G-CSF-mobilized PB-MNCs: G-CSF-mobilized PB-MNCs have been also investigated in CLI as shown in Table 2. PB-MNCs are usually mobilized using several doses of subcutaneous G-CSF and harvested by plasmapheresis. Both intramuscular and intraarterial injections of unfractionated mobilized PB-MNCs improved ABPI and maximum walking distance in small clinical trials [49-52]. A phase III clinical trial is ongoing (ClinicalTrials.gov NCT 01833585), and the final results may provide a definitive evidence of clinical usefulness of this cell-based therapy in CLI.

Trial name/Author Year Study design Number of patients Product Route of administration Follow-up duration Outcomes
Total Treated Control
Huang et al. [107] 2004 Patient series 5 5 0 G-CSF-mobilized PB-MNCs IM 3 months ABPI ↑
Laser Doppler blood perfusion ↑
Ishida et al. [49] 2005 Patient series 6 6 0 G-CSF-mobilized PB-MNCs IM 24 weeks ABPI → TcPO2 →,
Maximal walking distance↑
Huang et al. [51] 2005 RCT, non-blinded 28 14 14 G-CSF-mobilized PB-MNCs IM 3 months ABPI ↑,
Laser Doppler blood perfusion↑, Ulcer healing↑,
Angiographic score↑
Lenk et al. [50] 2005 Patient series 7 7 0 G-CSF-mobilized PB-MNCs IA 12 weeks ABPI ↑, TcPO2↑,
Pain-free walking distance ↑,
Flow-dependent vasodilation ↑,
Flow reserve in response to adenosine↑,
Endothelium-dependent vasodilation↑
Lara-Hernandez et al. [52] 2010 Patient series 28 28 0 G-CSF-mobilized PB-MNCs IM 14 months ABPI ↑, Rest pain scaled ↓,
Limb salvage↑
Tateno et al. [54] 2006 Patient series 29 29 0 non-mobilized PB-MNCs IM 12 months Rest pain scale↑,
Maximal walking distance↑

Table 2: Clinical trials of autologous G-CSF-mobilized PB-MNC therapy and non-mobilized PB-MNC administration for CLI.

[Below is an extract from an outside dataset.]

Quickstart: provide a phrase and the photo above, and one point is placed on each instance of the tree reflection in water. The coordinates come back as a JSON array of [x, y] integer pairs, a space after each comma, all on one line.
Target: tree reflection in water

Trial name /Author Year Study design Number of patients Product Route of administration Follow-up duration Outcomes
Total Treated Control
Huang et al.[53] 2007 RCT 150 150 0 BM-MNCs (n=74)
G-CSF-mobilized PB-MNCs
(n=76)
IM 12 weeks ABPI ↑, Skin temperature ↑,
Rest pain scale ↓ in the G-CSF-mobilized PB-MNC treated group.
No significant difference in TcPO2 ,
pain-free walking distance,
Ulcer healing and amputation rate.

Table 3: Clinical trials of autologous BM-MNCs versus G-CSF-mobilized PB-MNCs for CLI.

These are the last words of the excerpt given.